Based on its ongoing dialogue with FDA, Barr indicated that it is expecting a decision regarding OTC status for the Plan B emergency contraceptive within 90 days of the original February 20, 2004 PDFUA date. The Plan B emergency contraceptive is currently available by prescription only.
"We will work with the agency to assist in the timely completion of the review and we are committed to providing any additional data that they may need to reach a decision," said Bruce Downey, Barr's CEO. "We believe that availability of the Plan B emergency contraceptive as an OTC product meets a significant unmet medical need, and that OTC status will remove barriers that currently delay the timely availability of Plan B for women who have had unprotected sexual intercourse or experienced a contraceptive failure."

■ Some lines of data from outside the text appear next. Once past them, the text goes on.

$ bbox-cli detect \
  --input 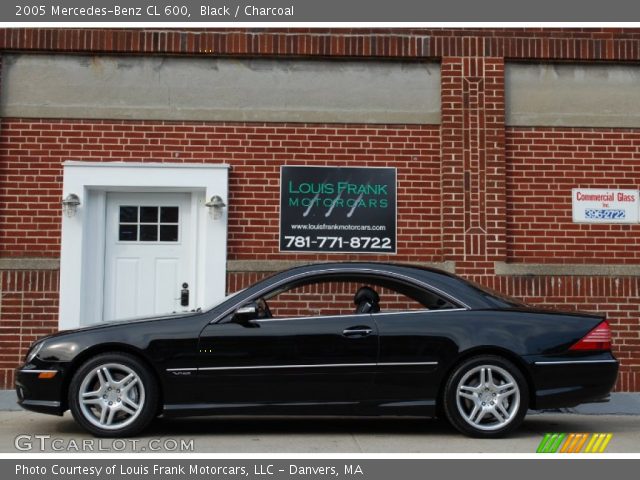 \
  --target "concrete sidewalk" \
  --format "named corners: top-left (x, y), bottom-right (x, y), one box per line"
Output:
top-left (0, 411), bottom-right (640, 454)
top-left (0, 390), bottom-right (640, 415)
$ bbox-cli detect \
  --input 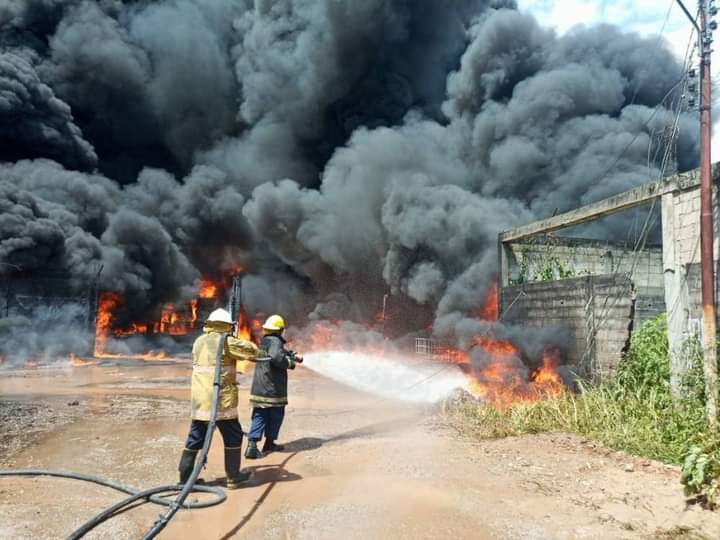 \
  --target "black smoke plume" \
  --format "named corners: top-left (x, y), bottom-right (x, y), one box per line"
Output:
top-left (0, 0), bottom-right (698, 362)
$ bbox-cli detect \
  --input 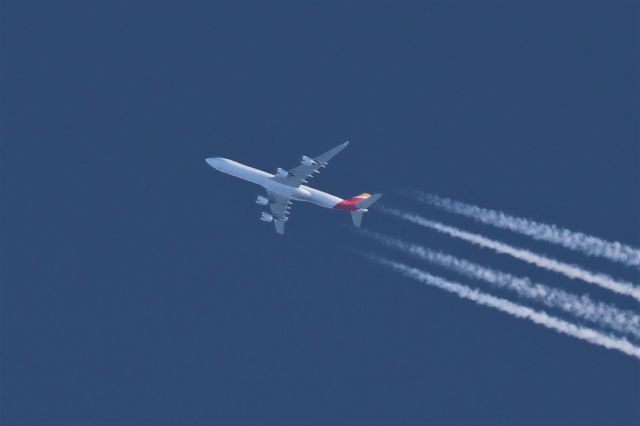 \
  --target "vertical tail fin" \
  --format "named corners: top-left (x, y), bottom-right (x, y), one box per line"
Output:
top-left (351, 194), bottom-right (382, 228)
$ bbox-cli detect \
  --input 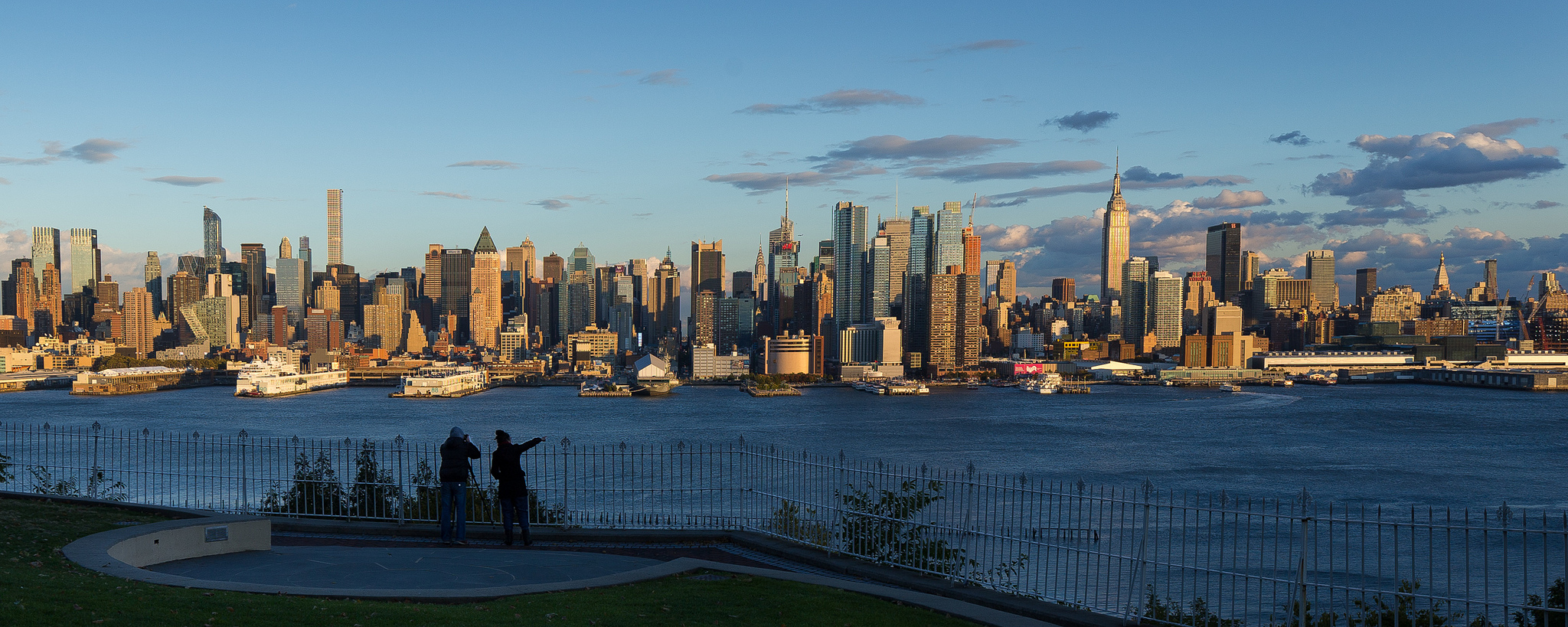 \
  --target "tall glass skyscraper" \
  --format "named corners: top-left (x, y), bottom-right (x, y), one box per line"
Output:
top-left (1145, 271), bottom-right (1182, 350)
top-left (1306, 251), bottom-right (1339, 307)
top-left (273, 237), bottom-right (311, 321)
top-left (865, 235), bottom-right (892, 320)
top-left (932, 202), bottom-right (965, 274)
top-left (832, 202), bottom-right (867, 329)
top-left (1203, 223), bottom-right (1242, 302)
top-left (1121, 257), bottom-right (1160, 340)
top-left (33, 226), bottom-right (60, 286)
top-left (70, 229), bottom-right (103, 293)
top-left (141, 251), bottom-right (163, 317)
top-left (326, 190), bottom-right (344, 265)
top-left (201, 207), bottom-right (229, 273)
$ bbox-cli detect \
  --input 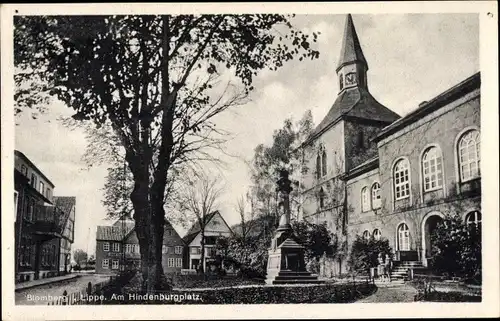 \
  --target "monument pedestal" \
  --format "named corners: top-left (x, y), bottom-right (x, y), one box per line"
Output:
top-left (266, 170), bottom-right (322, 284)
top-left (266, 230), bottom-right (323, 284)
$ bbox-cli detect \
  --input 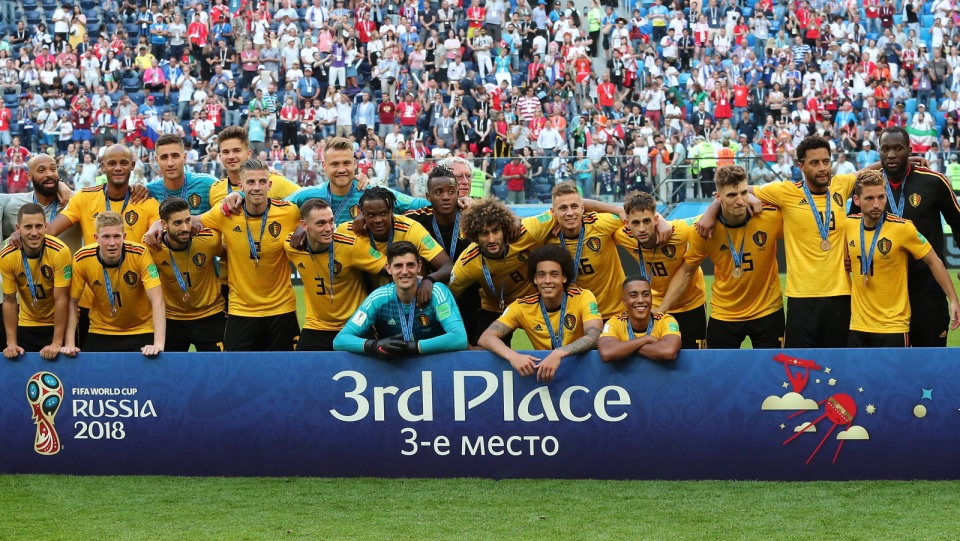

On December 16, 2003 two FDA Advisory Committees recommended by a vote of 23 to 4 that the FDA approve the request to change the status of Plan B emergency contraceptive from prescription only to OTC.
Taken within 72 hours of unprotected intercourse, Plan B has been shown to reduce the risk of pregnancy by 89 per cent after a single act of unprotected sex. Effectiveness declines as the interval between intercourse and the start of treatment increases. Plan B is most effective when taken in the first 24 hours after intercourse. The decline in efficacy from a delay in treatment is why a broad range of health professionals believe that barriers to more timely access to Plan B should be removed, including making the product broadly available without prescription.
Emergency contraception is currently available in 101 countries, 33 of which do not require a prescription. Emergency contraception is currently available in a limited number of pharmacies in five US states (Alaska, California, Hawaii, New Mexico and Washington) without an advance prescription from a physician or healthcare provider.
Progestin-only contraceptive pills (POPs) are used as a routine method of birth control over longer periods of time, and are contraindicated in some conditions. It is not known whether these same conditions apply to the Plan B regimen consisting of the emergency use of two progestin pills. POPs are not recommended for use in the following conditions: known or suspected pregnancy; hypersensitivity to any component of the product; and, undiagnosed abnormal genital bleeding.